Aufruf: Dresden Calling – Naziaufmarsch am 13. Februar 2010 verhindern!

Nazis vertreiben ist wie den Müll zur Straße bringen – nervig, aber irgendwer muss es ja machen.

Auch dieses Jahr werden wieder Tausende von Nazis am 13. Februar durch die Stadt Dresden ziehen. Als Anlass für die Verbreitung ihres faschistischen Gedankengutes nehmen sie die Bombardierung Dresdens im Februar 1945. Diese faschistische Demonstration, die zum größten Naziaufmarsch in ganz Europa geworden ist, stellt den letzten regelmäßig stattfindenden Großaufmarsch der Rechtsextremen in der Bundesrepublik Deutschland dar.

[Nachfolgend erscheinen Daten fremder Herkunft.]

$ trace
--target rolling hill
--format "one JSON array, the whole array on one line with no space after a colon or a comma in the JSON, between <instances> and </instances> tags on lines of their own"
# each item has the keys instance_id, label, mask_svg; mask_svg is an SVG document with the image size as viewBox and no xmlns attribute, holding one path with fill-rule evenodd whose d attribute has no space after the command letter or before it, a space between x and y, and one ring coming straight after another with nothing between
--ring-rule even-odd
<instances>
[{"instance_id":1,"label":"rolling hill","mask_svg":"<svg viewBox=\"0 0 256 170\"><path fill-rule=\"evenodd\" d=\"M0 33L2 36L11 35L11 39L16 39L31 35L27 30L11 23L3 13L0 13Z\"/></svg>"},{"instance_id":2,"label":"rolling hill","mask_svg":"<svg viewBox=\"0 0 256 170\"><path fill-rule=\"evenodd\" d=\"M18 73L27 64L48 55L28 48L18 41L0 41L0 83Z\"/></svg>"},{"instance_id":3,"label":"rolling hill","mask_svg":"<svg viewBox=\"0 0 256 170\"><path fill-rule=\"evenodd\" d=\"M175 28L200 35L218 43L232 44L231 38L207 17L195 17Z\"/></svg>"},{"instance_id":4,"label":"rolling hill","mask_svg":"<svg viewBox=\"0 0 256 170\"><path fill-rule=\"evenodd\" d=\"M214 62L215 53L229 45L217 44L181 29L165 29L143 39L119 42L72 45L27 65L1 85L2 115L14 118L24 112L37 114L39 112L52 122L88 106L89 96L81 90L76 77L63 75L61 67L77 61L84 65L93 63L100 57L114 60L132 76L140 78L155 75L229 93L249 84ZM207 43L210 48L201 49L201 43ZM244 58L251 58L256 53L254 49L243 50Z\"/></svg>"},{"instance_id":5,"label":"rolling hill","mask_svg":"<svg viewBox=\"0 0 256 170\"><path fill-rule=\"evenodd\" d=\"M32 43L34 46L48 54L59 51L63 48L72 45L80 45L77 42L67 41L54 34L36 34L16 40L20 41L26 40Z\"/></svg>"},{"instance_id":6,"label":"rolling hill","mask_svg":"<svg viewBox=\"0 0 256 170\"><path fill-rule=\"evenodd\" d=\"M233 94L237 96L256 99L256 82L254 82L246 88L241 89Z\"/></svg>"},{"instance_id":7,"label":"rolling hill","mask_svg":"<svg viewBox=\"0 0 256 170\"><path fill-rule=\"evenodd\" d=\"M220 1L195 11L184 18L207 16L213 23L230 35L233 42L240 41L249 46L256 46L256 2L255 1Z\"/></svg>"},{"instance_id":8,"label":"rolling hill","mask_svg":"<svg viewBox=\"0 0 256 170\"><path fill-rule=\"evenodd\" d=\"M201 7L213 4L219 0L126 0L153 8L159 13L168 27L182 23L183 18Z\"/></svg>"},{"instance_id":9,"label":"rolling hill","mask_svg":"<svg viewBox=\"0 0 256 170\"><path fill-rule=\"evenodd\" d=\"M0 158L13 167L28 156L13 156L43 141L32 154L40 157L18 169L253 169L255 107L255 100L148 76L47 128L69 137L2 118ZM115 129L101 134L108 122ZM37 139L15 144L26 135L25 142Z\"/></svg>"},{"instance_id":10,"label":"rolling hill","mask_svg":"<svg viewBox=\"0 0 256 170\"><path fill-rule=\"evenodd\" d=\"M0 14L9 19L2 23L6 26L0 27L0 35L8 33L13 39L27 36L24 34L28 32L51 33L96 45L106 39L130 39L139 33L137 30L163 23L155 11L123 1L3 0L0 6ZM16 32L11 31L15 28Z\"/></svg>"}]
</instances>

Die Naziszene hat in den letzten Jahren verstärkt an einem „Mythos Dresden“ gearbeitet. Damit haben sie die Arbeit der Propaganda aus dem Dritten Reich wieder aufgegriffen. Nachdem im Verlauf des zweiten Weltkrieges bereits Großstädte wie Hamburg oder Köln bombardiert wurden, bemühte sich die Propaganda im Fall von Dresden um eine Verklärung der Realität. So wurde die Opferzahl maßlos übertrieben. Die Schätzungen der Zahl der Toten wurden um eine Null ergänzt und so verbreitete die Nazipropaganda Todeszahlen von 200.000 bis 300.000, Zahlen, die der Realität entbehren. In Verbindung mit den überhöhten Opferzahlen wurde zugleich die Mär von der unschuldigen Stadt verbreitet. Angeblich habe es in Dresden keine Industrie gegeben und es sei auch kein Verkehrsknotenpunkt gewesen… Dresden sei einfach nur ein schönes Städtchen gewesen.

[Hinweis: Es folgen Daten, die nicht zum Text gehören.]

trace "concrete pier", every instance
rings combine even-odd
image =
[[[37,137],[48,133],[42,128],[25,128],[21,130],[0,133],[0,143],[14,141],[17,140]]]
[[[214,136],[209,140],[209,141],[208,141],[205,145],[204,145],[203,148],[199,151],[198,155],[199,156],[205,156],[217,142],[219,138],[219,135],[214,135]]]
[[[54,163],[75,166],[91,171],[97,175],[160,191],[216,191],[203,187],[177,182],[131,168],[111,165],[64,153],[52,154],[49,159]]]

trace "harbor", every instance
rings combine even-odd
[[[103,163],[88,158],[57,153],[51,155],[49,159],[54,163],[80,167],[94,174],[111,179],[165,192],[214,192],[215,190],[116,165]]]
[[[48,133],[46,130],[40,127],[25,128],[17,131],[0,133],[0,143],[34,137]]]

Heute greifen die Nazis die Propaganda von damals neu auf und ergänzen sie um den Begriff des Bombenholocaust. Der Begriff basiert einerseits auf den frei erfunden hohen Opferzahlen der Nazipropaganda, zum anderen soll der Begriff implizieren, dass das Bombardement willkürlich und sinnlos gewesen sei. Des Weiteren werden die Millionen Opfer der Shoa mit den wenigen tausend Toten des Bombardements gleichgesetzt und der Holocaust so an sich geleugnet. Schlussendlich versuchen die Nazis die Deutschen vollends als Opfer darzustellen und die Geschichte ganz zu revidieren.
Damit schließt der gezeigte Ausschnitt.